Cyclical mastalgia, otherwise known as premenstrual breast swelling, is a common concern amongst women. This symptom is a part of a set of symptoms called premenstrual syndrome. Premenopausal breast swelling may also signify diseases like fibrocystic breast disease. Fibrocystic breast disease is when the breasts become lumpy and painful before the onset of the menstrual period.
Women suffering from this condition often notice large, benign lumps in the breasts before the onset of monthly periods. These lumps may move when pushed on and shrink once the periods have ended.

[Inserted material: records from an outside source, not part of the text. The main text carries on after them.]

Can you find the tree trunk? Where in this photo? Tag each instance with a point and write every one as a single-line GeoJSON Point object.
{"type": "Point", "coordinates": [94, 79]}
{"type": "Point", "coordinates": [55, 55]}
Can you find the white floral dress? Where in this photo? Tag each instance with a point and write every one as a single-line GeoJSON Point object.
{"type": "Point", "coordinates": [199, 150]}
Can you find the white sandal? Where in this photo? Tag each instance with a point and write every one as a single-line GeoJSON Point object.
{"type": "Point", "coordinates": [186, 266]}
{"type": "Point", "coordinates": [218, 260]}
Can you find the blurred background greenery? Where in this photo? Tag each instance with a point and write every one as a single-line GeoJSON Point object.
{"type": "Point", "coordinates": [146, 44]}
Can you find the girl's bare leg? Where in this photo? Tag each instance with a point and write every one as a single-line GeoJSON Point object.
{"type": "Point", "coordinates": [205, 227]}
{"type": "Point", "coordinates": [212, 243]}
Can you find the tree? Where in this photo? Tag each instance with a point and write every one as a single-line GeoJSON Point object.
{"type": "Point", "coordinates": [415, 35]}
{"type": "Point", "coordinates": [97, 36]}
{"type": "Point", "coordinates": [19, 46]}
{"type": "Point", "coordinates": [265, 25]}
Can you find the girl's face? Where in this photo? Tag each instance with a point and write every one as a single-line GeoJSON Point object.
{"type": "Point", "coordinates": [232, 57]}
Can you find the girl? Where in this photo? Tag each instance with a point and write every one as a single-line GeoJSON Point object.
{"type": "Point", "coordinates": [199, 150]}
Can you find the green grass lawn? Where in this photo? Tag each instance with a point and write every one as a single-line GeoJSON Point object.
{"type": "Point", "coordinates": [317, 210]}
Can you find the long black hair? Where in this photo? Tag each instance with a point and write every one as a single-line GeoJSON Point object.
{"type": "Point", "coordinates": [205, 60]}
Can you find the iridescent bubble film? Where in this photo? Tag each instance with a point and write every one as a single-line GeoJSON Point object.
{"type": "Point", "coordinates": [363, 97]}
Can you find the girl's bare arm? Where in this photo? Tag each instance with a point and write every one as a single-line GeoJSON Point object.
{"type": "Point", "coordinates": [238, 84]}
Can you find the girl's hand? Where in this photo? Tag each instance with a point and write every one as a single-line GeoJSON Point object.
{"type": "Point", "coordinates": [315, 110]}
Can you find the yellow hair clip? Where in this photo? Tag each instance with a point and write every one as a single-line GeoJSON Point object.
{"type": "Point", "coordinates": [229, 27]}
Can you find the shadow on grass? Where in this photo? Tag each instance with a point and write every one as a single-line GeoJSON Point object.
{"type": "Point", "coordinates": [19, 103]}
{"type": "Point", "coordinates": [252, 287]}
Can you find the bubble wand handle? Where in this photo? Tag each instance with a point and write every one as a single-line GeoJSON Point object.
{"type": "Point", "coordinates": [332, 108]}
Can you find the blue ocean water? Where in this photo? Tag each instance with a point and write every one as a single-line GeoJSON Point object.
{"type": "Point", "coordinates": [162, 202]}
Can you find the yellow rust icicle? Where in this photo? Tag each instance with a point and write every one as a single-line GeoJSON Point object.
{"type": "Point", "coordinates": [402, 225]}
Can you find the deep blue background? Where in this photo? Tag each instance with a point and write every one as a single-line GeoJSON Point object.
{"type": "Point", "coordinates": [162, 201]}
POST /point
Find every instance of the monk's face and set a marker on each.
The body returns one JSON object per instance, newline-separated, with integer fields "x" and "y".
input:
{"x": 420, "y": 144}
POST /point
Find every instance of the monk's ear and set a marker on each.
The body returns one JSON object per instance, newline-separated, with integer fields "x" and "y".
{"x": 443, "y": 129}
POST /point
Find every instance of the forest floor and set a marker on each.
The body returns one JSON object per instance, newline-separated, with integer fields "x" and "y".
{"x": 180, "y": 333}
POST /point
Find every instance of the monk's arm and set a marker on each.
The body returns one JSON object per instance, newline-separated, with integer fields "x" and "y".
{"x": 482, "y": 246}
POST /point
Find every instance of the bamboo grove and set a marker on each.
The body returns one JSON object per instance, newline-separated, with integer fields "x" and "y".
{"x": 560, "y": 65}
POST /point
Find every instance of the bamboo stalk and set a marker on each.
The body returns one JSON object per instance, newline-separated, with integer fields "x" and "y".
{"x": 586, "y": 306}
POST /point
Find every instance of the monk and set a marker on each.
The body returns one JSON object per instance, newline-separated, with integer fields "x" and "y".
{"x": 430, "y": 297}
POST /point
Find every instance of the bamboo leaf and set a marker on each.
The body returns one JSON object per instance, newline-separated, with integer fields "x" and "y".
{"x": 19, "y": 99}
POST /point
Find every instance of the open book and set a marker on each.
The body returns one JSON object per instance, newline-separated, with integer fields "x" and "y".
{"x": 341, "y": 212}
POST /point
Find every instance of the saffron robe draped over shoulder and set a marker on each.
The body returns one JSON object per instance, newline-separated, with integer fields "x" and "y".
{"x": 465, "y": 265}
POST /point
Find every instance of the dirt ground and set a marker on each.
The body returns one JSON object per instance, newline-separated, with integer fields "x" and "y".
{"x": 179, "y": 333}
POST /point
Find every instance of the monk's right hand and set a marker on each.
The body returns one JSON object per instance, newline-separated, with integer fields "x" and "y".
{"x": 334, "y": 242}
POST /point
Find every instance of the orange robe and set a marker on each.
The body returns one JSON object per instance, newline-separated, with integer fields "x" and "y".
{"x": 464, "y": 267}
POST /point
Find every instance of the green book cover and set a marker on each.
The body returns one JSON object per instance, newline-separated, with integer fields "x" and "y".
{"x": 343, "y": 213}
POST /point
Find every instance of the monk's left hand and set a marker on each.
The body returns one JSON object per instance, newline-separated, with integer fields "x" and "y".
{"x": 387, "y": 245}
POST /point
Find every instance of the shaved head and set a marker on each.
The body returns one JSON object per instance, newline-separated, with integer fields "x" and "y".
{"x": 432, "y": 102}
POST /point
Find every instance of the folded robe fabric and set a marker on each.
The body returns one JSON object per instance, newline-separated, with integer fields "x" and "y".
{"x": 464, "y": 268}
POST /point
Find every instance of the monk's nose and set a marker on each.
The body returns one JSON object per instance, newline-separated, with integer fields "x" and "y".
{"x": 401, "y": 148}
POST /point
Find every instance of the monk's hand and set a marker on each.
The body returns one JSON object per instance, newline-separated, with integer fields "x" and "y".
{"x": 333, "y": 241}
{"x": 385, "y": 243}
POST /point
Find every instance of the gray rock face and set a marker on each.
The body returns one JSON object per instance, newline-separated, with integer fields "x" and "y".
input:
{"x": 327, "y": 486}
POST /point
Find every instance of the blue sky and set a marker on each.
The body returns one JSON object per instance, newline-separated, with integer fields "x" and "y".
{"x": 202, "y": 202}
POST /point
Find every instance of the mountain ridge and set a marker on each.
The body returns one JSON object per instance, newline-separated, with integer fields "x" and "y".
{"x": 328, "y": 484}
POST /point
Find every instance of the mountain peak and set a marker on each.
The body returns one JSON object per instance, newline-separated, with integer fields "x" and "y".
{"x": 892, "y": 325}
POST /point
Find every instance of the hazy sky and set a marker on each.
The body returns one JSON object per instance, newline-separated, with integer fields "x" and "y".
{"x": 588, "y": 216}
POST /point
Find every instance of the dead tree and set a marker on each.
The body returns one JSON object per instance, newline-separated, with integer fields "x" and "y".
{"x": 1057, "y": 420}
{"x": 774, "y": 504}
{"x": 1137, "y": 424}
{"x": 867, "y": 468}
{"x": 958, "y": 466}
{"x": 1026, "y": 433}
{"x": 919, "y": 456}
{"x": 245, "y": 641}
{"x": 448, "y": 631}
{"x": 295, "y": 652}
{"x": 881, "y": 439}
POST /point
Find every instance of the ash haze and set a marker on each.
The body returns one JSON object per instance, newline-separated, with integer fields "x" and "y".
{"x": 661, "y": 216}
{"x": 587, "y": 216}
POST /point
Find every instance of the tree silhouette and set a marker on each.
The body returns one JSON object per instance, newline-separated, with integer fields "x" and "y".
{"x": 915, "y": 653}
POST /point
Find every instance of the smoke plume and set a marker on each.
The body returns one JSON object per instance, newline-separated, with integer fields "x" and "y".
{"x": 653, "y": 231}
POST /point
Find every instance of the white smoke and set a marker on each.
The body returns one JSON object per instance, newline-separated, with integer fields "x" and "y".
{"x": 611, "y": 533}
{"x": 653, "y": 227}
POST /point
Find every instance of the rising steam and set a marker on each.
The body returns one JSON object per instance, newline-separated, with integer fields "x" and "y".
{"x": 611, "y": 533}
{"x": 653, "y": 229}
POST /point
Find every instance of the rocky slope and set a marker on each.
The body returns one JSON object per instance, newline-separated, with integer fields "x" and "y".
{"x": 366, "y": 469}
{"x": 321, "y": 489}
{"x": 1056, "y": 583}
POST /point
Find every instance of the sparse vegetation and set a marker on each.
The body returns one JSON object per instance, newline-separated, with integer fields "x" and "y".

Premenstrual syndrome-related breast soreness can range in severity. Symptoms often increase before menstruation and fade or immediately after a menstrual period. Most of the time, the symptoms are more troublesome than a severe medical condition. Nonetheless, whenever one is worried about changes in the breast they must consult a doctor. Sore breasts can be a symptom of menopause and several other health conditions.
What are the causes of breast swelling and tenderness?
Fluctuation in hormone levels accounts for most premenstrual breast swelling and tenderness episodes. These fluctuations usually occur during a menstrual cycle. The exact timing of the change varies for each woman. Estrogen causes the breast ducts to enlarge. Progesterone causes the milk glands to swell. Both these events can cause the breasts to feel sore.
Estrogen and progesterone increase during the second half of the cycle. Estrogen increases in the middle of the cycle, while progesterone levels rise during the week before menstruation. Medications like estrogen can also cause breast changes such as tenderness and swelling.
What are the symptoms of breast swelling and tenderness?
The main symptoms of premenstrual pain and swelling are tenderness and heaviness in both the breasts. A dull ache in the breasts can be a problem for some women. Your breast tissue may feel dense or coarse to touch. Symptoms associated with menstruation may occur a week before the onset of periods. Most women do not experience severe pain.
In some cases, breast tenderness affects the everyday routine of women of childbearing age and is not connected to the menstrual cycle. In addition, due to the changes in hormonal levels that occur as a woman ages, premenstrual breast swelling and tenderness usually improve as menopause approaches.
Treatment for breast tenderness
Cyclic mastalgia can be treated effectively with over-the-counter non-steroidal anti-inflammatory drugs like acetaminophen, ibuprofen, and naproxen. In addition, these medications can provide relief from cramping associated with premenstrual syndrome.
Women may have moderate and severe breast swelling should consult their doctor. Diuretics can reduce swelling, tenderness, and water retention. However, diuretics can increase urine output and the risk of dehydration.
Hormonal birth pills can decrease the symptoms of premenstrual breast symptoms. However, if the symptoms are severe, you may be prescribed Danazol which is used to treat endometriosis and symptoms of fibrocystic breast disease.
Lifestyle changes can help to manage breast swelling and tenderness. For example, wearing a supportive sports bra when symptoms are at the worst. Diet can also play an essential role in breast pain. For example, caffeine, alcohol, and foods high in fat and salt can increase discomfort. Reducing or eliminating these substances a week or two before periods may help manage or prevent the symptoms.
Specific vitamins and minerals may help to get relief from breast pain. Food items like peanuts, spinach, hazelnuts, carrots, bananas, oats, avocados, and brown rice. Exercise can also help to reduce the symptoms.
Premenstrual breast tenderness and swelling are often effectively managed with home care and medication when necessary. However, you should discuss your condition with the healthcare provider if lifestyle changes and medications do not help you feel better.